Clark Gable, 59 (1901-1960): The "Gone with the Wind" star, shown above second from r., was still working hard shortly before his death in 1960, following the completion of "The Misfits," shown above second from right, with Marilyn Monroe.
Jim Morrison, 27 (12/8/43-7/3/71): They called him the brooding poet of rock ‘n' roll, which sounds a little pretentious. But this son of a career Navy man wrote some unusual and intelligent songs that explored creepy areas ("The End") and sometimes just had fun ("Hello, I love you, won't you tell me your name"). Morrison was found dead in the bathtub of his Paris apartment.
Aaliyah, 22 (1/16/79-8/25/01): Aaliyah, born in Bed-Stuy and raised in Detroit, was the walking definition of street cool in the late 1990s. She only cut three albums - "Age Ain't Nothin' But a Number," "One In a Million" and "Aaliyah," released just weeks before she died in a plane crash in the Bahamas.
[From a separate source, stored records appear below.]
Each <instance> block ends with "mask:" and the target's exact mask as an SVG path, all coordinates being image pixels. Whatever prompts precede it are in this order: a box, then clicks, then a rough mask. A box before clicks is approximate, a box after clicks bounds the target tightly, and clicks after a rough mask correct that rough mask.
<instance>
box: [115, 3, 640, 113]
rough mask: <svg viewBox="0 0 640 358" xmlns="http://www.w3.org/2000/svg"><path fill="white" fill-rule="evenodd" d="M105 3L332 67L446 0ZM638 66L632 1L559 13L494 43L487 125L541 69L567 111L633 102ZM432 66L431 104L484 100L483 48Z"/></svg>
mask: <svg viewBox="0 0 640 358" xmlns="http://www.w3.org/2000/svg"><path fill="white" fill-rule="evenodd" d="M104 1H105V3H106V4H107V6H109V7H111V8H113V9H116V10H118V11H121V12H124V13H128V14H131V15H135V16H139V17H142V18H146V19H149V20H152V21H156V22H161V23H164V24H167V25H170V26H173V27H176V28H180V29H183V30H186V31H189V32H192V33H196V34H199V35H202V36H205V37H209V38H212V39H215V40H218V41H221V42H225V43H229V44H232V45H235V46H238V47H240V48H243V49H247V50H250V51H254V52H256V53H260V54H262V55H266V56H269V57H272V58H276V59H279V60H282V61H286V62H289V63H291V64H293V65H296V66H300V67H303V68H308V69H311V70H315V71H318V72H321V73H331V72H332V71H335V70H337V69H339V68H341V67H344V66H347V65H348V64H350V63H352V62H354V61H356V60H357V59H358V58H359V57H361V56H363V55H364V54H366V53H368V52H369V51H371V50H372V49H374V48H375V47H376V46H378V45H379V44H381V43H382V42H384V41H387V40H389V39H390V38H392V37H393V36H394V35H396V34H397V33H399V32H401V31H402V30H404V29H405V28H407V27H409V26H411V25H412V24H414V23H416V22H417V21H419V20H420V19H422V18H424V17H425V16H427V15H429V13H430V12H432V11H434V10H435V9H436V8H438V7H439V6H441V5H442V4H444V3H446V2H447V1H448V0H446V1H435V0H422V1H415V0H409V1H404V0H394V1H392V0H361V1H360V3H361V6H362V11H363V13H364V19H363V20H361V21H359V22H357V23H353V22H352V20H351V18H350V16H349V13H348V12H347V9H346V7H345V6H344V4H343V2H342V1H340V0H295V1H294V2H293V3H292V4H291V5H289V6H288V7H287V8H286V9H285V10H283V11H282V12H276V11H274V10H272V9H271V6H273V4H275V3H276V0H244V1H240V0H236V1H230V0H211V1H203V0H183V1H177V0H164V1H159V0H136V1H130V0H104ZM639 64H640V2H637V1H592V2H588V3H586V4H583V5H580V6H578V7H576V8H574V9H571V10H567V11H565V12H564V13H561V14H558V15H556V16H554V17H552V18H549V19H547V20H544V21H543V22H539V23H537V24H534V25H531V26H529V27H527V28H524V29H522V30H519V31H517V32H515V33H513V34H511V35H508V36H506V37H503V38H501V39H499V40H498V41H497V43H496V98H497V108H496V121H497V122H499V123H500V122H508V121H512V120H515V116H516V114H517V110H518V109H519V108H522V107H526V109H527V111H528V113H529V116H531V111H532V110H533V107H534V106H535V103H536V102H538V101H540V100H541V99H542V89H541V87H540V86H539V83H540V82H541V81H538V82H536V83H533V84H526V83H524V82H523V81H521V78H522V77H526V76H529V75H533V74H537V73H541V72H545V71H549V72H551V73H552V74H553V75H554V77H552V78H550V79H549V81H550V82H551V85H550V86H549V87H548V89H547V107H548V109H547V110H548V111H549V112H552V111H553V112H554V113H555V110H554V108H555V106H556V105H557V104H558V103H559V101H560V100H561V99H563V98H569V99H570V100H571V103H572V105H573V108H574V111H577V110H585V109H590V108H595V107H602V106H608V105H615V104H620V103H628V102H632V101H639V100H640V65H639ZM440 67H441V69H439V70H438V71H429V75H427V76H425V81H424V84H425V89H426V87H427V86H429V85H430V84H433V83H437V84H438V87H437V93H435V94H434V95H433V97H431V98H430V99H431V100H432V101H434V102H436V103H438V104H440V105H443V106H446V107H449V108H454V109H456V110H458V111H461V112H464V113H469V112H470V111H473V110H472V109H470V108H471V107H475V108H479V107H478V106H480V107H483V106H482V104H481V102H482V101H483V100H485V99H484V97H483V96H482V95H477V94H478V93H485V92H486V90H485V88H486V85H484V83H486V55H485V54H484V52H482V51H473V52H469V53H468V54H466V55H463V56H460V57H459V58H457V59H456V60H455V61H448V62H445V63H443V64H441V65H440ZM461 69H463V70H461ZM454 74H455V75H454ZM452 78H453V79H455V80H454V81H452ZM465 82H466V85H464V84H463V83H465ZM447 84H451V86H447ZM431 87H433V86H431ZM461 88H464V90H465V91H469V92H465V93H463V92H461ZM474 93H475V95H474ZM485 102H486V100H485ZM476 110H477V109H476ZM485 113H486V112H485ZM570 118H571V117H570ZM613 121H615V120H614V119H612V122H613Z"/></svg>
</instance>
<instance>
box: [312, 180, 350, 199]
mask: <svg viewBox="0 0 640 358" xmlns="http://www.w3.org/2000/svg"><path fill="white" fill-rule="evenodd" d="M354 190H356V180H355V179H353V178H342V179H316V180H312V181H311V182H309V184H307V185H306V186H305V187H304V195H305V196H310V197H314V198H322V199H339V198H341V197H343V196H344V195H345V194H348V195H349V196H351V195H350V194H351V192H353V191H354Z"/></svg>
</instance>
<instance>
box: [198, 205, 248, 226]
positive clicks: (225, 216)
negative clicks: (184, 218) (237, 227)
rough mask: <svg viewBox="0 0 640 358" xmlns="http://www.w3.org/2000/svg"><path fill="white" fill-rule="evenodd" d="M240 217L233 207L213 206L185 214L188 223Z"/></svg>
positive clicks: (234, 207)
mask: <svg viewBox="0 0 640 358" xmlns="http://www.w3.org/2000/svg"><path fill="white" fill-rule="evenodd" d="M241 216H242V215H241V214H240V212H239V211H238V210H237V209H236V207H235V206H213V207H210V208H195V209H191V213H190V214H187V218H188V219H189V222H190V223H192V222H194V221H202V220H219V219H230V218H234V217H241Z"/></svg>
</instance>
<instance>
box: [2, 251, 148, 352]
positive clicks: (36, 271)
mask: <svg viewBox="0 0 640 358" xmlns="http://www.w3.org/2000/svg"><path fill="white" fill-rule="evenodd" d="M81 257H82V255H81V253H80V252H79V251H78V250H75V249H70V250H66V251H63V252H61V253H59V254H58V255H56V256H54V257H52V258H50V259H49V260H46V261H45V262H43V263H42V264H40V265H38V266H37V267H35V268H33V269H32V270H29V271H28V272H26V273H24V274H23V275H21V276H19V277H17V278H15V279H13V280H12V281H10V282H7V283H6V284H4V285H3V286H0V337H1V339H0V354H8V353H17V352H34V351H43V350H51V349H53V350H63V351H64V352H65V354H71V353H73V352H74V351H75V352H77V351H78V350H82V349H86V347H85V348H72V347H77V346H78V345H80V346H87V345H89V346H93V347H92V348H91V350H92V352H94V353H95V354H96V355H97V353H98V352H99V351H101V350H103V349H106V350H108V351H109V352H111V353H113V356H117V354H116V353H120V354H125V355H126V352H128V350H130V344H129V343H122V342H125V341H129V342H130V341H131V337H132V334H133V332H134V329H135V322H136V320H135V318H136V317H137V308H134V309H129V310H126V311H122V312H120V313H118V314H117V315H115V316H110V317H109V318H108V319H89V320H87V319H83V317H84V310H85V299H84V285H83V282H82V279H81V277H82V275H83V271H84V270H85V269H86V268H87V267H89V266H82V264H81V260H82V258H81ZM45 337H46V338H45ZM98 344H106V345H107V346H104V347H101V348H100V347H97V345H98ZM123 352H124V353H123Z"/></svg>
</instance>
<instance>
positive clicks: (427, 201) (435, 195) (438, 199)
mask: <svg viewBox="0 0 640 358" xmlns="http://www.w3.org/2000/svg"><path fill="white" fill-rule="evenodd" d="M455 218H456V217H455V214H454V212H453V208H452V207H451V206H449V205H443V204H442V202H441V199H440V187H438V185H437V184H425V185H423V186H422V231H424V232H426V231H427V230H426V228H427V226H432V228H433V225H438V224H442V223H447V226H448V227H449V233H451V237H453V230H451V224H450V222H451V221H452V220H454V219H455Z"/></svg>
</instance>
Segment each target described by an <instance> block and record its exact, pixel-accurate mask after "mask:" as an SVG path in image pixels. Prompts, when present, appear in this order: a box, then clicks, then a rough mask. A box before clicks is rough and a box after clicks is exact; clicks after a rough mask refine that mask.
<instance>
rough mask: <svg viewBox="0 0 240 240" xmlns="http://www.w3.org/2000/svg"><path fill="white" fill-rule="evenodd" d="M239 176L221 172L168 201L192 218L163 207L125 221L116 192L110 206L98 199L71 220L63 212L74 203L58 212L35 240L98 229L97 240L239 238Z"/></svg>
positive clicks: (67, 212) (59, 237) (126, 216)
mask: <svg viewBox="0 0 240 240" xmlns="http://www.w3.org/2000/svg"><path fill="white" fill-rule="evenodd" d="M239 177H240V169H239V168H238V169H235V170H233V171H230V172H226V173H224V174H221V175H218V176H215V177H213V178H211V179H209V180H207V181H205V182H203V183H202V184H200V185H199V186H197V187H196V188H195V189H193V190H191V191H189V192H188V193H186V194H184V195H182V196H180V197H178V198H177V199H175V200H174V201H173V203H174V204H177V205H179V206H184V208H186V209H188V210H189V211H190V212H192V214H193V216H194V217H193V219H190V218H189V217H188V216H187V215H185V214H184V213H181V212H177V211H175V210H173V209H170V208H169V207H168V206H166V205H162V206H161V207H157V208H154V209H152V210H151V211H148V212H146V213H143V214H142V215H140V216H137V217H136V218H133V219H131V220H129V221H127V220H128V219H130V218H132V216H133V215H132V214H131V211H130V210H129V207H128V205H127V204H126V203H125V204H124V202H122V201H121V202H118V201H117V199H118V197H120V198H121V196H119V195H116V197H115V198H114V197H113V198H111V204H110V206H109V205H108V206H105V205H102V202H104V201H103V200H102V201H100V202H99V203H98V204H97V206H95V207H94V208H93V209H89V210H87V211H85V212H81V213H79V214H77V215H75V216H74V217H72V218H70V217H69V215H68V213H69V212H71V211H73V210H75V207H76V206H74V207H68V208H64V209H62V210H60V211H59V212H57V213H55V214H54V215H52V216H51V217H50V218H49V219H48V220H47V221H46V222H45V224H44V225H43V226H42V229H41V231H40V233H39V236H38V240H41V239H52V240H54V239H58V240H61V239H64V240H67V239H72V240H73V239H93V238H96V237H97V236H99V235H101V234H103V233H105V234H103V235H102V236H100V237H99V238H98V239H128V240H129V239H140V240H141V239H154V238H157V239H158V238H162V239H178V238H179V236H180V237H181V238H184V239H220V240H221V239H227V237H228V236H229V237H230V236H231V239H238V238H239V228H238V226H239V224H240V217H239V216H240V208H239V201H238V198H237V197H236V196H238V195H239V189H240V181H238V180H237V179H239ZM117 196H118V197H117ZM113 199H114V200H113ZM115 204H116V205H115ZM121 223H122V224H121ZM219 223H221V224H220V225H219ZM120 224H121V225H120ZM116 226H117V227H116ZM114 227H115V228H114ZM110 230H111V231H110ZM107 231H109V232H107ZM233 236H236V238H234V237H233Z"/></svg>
Jimi Hendrix, 27 (1942- 1970): Hendrix's single name - either one of them - is still synonymous with the wild, unleashed power of the electric guitar. He found things there that no one else had found, and while he had a basically shy nature, being on-stage brought out a side of him that for many fans still defines the utter freedom of rock ‘n' roll. There is some mystery surrounding his death, but the official cause was listed as asphyxiation after inhaling his own vomit while intoxicated.
Bruce Lee, 32, (1940-1973): The martial arts artists died three weeks before the 1973 premiere of "Enter the Dragon." Although "Game of Death" and its sequel "Game of Death II" would be released later, they are based on footage shot before Lee made 'Enter the Dragon.'
Brandon Lee, 28 (1965-1993): Brandon Lee never really got to know his father Bruce, who died when Brandon was 8. But Brandon picked up the acting gene, and made a success of his own career, largely through the martial arts door. Lee was accidentally shot and killed while filming "The Crow."
Kurt Cobain, 27 (2/20/67-4/5/94): "Grunge" was a loving term slapped onto a style of music, much of it coming from Seattle, because terms like "punk" and "new wave" had already been used. But there was nothing especially grungy about the music of Nirvana, the three-man band Kurt Cobain fronted and for which he wrote most of the music. Cobain shot himself in his Seattle home.
Janis Joplin, 27 (1943-1970): Janis was known as the white girl who sang the blues. A lot of white girls have sung the blues, of course, some of them just as well as the insecure girl from Port Arthur, Texas. But few of them seemed to live the blues quite as thoroughly as Janis. Joplin died of a drug overdose.